= Acquisition of sovereignty =

Concept in international law related to territory

A number of methods of acquisition of sovereignty are or have been recognised by international law as lawful methods by which a state may acquire sovereignty over territory. International law adopts much of Roman property law in regards to acquisition of sovereignty due to the underlying European civil law at the time of early discovery voyages such as Christopher Columbus. The basis of acquisition of states ownership of vacant territory therefore continues to apply, (and was often applied historically to land already possessed by indigenous populations).

==Accretion==

Accretion refers to the physical expansion of an existing territory through geological processes, such as alluvion (the deposit of sediment) or vulcanism.

==Cession==

A state may acquire sovereignty over territory if that sovereignty is ceded (transferred) to it by another state. Cession is typically effected by treaty. Examples of cession include the cession of Hong Kong Island and Kowloon, purchases such as the Louisiana Purchase and the Alaska Purchase, and cessions involving multiple parties such as the Treaty on the Final Settlement with Respect to Germany.

==Conquest==

Direct annexation, the acquisition of territory by way of force, was historically recognized as a lawful method for gaining sovereignty over newly acquired territory. By the end of World War II, however, invasion and annexation ceased to be recognized by international law and were no longer accepted as a means of territorial acquisition. The Convention respecting the Laws and Customs of War on Land (Hague IV, 1907) contains explicit provisions concerning the protection of civilians and their property in occupied territories. The United Nations Charter also has related provisions regarding territorial integrity.

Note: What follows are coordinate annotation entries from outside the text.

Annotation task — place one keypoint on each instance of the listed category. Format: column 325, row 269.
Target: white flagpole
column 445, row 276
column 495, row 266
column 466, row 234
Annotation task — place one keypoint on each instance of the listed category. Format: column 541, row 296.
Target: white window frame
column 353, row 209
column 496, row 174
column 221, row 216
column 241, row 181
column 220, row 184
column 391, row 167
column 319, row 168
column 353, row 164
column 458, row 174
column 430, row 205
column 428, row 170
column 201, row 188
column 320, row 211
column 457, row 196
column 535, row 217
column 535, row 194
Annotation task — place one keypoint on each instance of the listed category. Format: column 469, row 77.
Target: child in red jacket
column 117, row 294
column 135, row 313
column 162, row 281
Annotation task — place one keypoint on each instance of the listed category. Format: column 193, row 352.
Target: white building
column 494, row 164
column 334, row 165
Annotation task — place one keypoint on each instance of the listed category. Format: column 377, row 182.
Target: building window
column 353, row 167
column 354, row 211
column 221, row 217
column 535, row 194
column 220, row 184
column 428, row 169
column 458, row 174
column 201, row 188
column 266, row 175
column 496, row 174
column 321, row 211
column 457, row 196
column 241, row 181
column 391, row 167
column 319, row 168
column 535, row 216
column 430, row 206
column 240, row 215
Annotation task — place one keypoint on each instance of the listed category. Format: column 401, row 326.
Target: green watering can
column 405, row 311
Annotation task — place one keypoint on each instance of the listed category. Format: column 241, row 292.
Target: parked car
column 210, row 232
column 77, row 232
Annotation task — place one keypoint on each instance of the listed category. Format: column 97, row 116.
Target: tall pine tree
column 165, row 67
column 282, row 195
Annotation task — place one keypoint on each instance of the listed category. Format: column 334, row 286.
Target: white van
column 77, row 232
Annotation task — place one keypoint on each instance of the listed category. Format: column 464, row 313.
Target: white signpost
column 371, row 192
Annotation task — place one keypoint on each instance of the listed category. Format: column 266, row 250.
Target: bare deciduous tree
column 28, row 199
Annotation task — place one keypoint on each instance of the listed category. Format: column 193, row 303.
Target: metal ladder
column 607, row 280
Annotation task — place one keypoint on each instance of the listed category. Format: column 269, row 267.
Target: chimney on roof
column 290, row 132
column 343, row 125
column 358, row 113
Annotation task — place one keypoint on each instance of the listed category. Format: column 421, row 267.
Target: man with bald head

In the case of United States v. Huckabee (1872), the United States Supreme Court, speaking through Justice Nathan Clifford, said: "Power to acquire territory either by conquest or treaty is vested by the Constitution in the United States. Conquered territory, however, is usually held as a mere military occupation until the fate of the nation from which it is conquered is determined ... ".

==Effective occupation==

Effective occupation is the control of free newly discovered territory exercised by a power with no sovereign title to the land, whether in defiance or absence of a proper sovereign. Several cases in international law have dealt with what "effective occupation" entails.

In the words of the Eritrea/Yemen Arbitration Award:

The modern international law of the acquisition (or attribution) of territory generally requires that there be: an intentional display of power and authority over the territory, by the exercise of jurisdiction and state functions, on a continuous and peaceful basis.

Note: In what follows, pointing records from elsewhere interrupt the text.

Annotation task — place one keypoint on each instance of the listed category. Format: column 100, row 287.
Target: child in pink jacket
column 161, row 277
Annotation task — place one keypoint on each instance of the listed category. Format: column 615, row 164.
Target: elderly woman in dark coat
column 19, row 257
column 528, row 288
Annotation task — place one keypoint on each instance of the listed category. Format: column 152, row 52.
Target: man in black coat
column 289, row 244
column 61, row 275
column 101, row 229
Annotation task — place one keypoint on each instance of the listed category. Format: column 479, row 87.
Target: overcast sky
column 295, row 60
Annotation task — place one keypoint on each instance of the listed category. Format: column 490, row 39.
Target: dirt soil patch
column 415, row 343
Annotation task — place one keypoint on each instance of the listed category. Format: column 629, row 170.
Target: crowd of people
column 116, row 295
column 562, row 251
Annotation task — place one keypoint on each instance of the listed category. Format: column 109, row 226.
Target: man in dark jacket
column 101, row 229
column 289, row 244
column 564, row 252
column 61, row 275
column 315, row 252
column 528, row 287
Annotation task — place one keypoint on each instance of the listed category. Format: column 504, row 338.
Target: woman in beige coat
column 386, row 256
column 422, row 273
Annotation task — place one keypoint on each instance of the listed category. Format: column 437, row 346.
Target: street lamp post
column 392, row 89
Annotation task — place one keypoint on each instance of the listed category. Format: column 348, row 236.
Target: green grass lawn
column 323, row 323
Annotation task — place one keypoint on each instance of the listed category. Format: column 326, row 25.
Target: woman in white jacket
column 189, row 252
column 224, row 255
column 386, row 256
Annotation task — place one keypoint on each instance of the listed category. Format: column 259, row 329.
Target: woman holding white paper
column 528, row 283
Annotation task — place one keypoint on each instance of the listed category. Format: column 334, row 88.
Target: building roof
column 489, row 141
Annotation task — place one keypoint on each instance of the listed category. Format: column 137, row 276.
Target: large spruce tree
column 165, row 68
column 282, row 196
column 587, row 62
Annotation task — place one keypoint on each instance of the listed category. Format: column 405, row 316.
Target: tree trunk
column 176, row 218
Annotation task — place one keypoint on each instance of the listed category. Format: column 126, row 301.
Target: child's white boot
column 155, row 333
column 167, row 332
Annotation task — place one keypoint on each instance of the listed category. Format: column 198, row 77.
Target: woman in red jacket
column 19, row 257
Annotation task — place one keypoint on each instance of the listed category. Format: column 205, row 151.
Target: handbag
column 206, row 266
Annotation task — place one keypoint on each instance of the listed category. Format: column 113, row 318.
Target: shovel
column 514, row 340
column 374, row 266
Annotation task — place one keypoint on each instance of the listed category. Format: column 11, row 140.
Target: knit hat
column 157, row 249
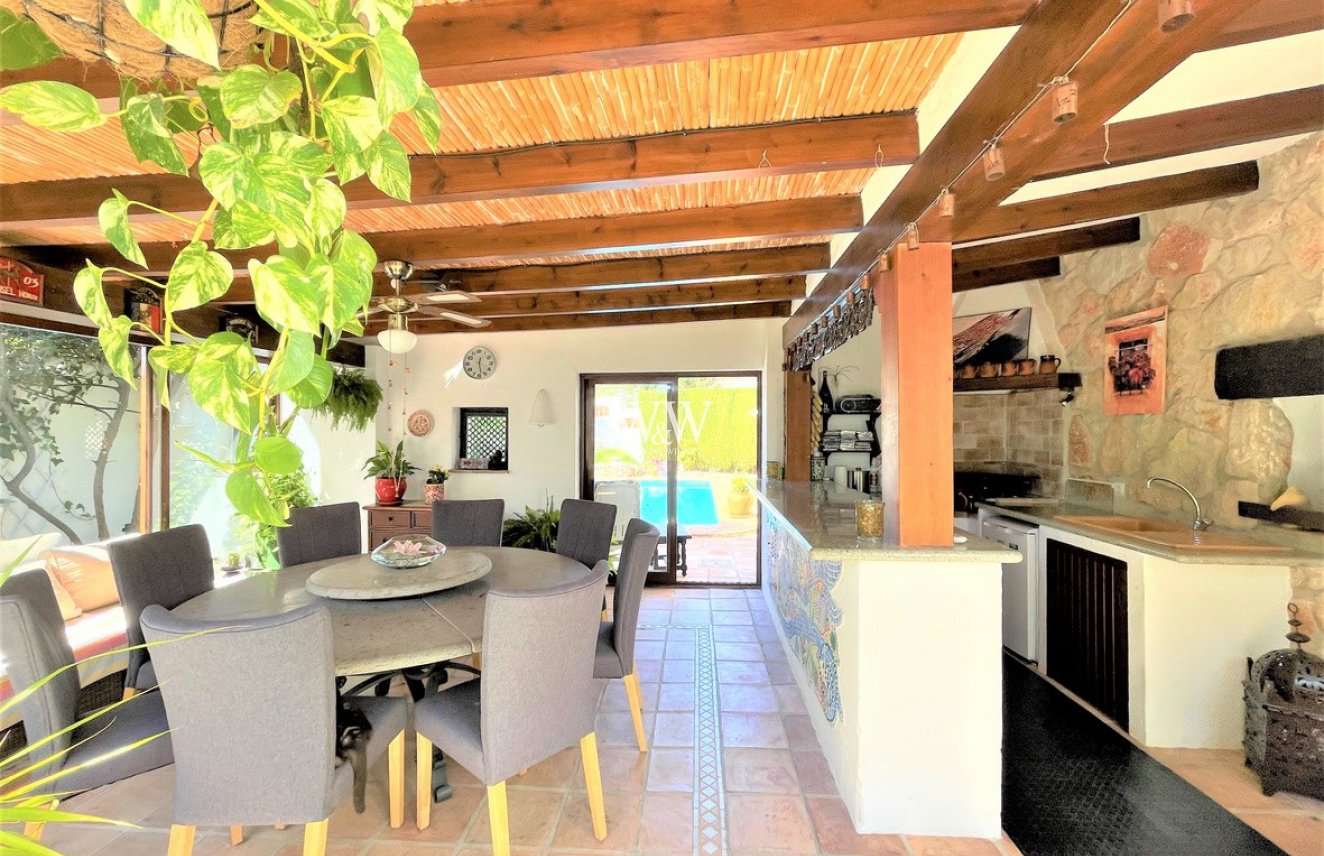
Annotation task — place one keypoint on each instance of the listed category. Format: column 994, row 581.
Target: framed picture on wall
column 991, row 338
column 1135, row 369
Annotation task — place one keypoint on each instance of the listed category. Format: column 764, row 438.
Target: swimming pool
column 694, row 503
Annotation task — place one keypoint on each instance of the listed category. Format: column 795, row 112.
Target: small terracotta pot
column 389, row 491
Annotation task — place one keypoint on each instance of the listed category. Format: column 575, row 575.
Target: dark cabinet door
column 1087, row 627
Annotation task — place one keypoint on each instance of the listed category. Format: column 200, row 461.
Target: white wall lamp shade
column 542, row 412
column 396, row 338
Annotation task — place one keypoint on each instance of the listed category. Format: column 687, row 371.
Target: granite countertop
column 824, row 515
column 1047, row 516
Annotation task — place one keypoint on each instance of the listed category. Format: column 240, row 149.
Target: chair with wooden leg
column 164, row 568
column 616, row 638
column 32, row 638
column 252, row 704
column 535, row 697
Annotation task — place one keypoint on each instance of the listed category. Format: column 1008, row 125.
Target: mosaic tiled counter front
column 897, row 654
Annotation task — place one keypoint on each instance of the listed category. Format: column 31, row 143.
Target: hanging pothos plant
column 277, row 140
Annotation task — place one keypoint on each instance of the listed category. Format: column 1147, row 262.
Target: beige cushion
column 68, row 609
column 85, row 573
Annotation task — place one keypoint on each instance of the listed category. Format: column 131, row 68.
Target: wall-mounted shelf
column 1058, row 380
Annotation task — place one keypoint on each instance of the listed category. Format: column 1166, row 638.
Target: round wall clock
column 419, row 422
column 479, row 363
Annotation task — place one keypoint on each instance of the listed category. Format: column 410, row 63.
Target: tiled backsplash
column 1021, row 428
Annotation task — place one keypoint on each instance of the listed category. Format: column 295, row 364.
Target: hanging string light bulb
column 1175, row 13
column 1066, row 97
column 993, row 164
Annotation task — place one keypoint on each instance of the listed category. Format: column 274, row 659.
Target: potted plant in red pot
column 389, row 467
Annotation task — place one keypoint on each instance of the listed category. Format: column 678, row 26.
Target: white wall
column 544, row 461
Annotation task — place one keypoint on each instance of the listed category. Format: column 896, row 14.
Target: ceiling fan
column 441, row 290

Also in the case of Mexico and France over Clipperton Island:

By immemorial usage having the force of law, besides the animus occupandi, the actual, and not the nominal, taking of possession is a necessary condition of occupation. This taking of possession consists in the act, or series of acts, by which the occupying state reduces to its possession the territory in question and takes steps to exercise exclusive authority there.

In the case of the Netherlands and the United States in the Island of Palmas case, the arbitrator ruled:

The title of discovery, if it had not been already disposed of by the Treaties of Münster and Utrecht would, under the most favourable and most extensive interpretation, exist only as an inchoate title, as a claim to establish sovereignty by effective occupation. An inchoate title however cannot prevail over a definite title founded on continuous and peaceful display of sovereignty.

==Prescription==

Prescription is related to occupation, and refers to the acquisition of sovereignty by way of the actual exercise of sovereignty, maintained for a reasonable period of time, that is effected without objection from other states and countries.